|Friendship. Photo credit: Virginia Bergman.|
Saturday morning at Cups ‘N’ Scoops, a local coffee shop, I enjoyed spending an hour or two visiting with friends Julie and Dee with whom I feel connected at a deeply spiritual level. Our get together was a powerful reminder that friendship is not just an option in how we choose to spend our time; it’s essential to our health and well being - regardless of our circumstances.
Currently focused on revising a book-length manuscript, I value my hours of solitude, but like writer Tim Kreider, the author of an astute contribution to the NY Times series on anxiety, I intentionally plan my daily schedule to avoid “The Busy Trap.” As a result, I seldom need to rush in order to include time for exercise, reading, meditation, writing, and staying in touch with family and friends.
The 1950s theory of Type A and Type B personalities has since been discredited; however, attributes customarily assigned to Type A, especially the chronic busyness, might well describe the dominant trend in our present day culture depicted by Kreider:
If you live in America in the 21st century you’ve probably had to listen to a lot of people tell you how busy they are. It’s become the default response when you ask anyone how they’re doing: “Busy!” “So busy.” “Crazy busy.” It is, pretty obviously, a boast disguised as a complaint. And the stock response is a kind of congratulation: “That’s a good problem to have,” or “Better than the opposite.”

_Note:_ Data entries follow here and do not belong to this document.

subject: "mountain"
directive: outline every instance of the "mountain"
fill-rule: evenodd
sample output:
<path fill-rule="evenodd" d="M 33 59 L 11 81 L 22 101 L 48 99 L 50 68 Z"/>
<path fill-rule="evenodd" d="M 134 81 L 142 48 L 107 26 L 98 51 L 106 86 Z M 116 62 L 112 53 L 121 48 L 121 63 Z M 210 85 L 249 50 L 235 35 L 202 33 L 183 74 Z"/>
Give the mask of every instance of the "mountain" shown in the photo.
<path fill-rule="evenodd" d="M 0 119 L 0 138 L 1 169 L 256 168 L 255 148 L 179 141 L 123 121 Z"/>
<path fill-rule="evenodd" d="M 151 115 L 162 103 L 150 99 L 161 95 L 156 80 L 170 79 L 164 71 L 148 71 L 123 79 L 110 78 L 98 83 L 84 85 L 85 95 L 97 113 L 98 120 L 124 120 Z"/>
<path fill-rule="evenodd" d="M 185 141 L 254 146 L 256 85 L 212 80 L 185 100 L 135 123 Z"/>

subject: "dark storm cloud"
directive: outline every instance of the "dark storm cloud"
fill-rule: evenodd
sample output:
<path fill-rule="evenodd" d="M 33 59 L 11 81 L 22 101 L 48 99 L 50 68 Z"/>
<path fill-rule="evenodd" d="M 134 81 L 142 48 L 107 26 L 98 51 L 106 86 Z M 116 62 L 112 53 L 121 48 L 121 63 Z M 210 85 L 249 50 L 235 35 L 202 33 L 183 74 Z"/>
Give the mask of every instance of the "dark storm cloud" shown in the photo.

Notice it isn’t generally people pulling back-to-back shifts in the I.C.U. or commuting by bus to three minimum-wage jobs who tell you how busy they are; what those people are is not busy but tired. Exhausted. Dead on their feet. It’s almost always people whose lamented busyness is purely self-imposed: work and obligations they’ve taken on voluntarily, classes and activities they’ve “encouraged” their kids to participate in. They’re busy because of their own ambition or drive or anxiety, because they’re addicted to busyness and dread what they might have to face in its absence.